Plan for more toxic waste dumping at La Collette supported
- Published
Jersey politicians have overwhelmingly supported government plans to continue dumping toxic waste at La Collette.
Authorities have been putting such waste into landfill for a number of years, breaching planning permission.
Ministers received political support for the maximum height of an existing waste mound to be increased, and for new mounds of waste to be created.
A recently submitted retrospective planning application, external for the existing mound still requires formal approval.
'Hazardous waste'
Toxic waste includes asbestos and contaminated soils from development at old gas works, scrapyards, industrial plants and on reclaimed land at Jersey's Waterfront.
It is stored in waste containment cells and buried at La Collette.
The government has planning permission to fill up to the top of the sea wall [rock armour revetment], but a mound known as the East Headland now reaches up to 55ft (17m) higher than this.
A planning application to increase the height of this mound was rejected by the planning committee in March.
But Infrastructure Minister Tom Binet told the States Assembly that there was "no viable alternative", and said the site would not be able to accept any more hazardous waste from 7 September if his plan was not accepted.

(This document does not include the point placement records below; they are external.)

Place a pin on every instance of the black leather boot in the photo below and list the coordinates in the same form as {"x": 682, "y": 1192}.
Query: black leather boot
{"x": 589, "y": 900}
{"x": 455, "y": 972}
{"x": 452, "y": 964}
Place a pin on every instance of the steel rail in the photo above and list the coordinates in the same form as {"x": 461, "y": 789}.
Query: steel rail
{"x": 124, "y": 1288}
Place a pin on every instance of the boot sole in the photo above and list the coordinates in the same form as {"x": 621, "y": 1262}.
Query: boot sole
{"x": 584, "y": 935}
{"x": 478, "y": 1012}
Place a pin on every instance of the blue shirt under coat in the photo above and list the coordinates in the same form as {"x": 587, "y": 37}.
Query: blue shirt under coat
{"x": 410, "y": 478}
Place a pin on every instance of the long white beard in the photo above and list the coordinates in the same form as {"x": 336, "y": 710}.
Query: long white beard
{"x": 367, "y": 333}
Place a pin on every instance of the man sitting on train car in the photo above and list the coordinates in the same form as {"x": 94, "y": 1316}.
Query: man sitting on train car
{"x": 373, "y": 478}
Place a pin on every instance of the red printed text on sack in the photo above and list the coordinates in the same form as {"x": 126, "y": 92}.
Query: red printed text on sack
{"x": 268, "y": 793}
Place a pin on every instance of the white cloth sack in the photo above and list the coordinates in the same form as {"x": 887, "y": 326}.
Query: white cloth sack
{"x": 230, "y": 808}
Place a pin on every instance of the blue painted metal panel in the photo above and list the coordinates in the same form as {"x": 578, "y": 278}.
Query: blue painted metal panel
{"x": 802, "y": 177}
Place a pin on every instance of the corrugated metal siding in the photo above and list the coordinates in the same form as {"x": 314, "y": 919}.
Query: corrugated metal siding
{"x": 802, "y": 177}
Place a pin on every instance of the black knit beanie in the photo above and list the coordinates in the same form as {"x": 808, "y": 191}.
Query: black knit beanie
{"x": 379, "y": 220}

He said: "Failure to support it would leave the planning panel with an unreasonable level of responsibility that would, in all probability, result in an imminent planning decision that would cause all construction and development work in the island to cease.
"It could also mean no new hospital, no new schools and no new homes.
"In these troubled times, to describe that as unwise would be a huge understatement."
'Future generations'
But some politicians expressed concerns about the impact on the environment.
"What we are faced with now is a proposal to carry on placing toxic waste, asbestos, on the lowest lying part of the island, at a time when we know there are rising sea levels and climate change and nobody knows how severe that is going to be," said St Helier Constable Simon Crowcroft, one of three politicians to vote against the motion, external.
He said: "I don't like the idea of leaving that waste for future generations and I wonder what they will think when they look back at this assembly and say: 'Had they really exhausted all the possibilities of dealing with the toxic waste?'"
Plans to create additional mounds of inert waste, which could include building materials such as concrete, rubble and clay, proved to be less controversial.
Deputy Binet said the decision would provide officials with about four years in which to develop a long-term strategy for the management of hazardous and inert waste.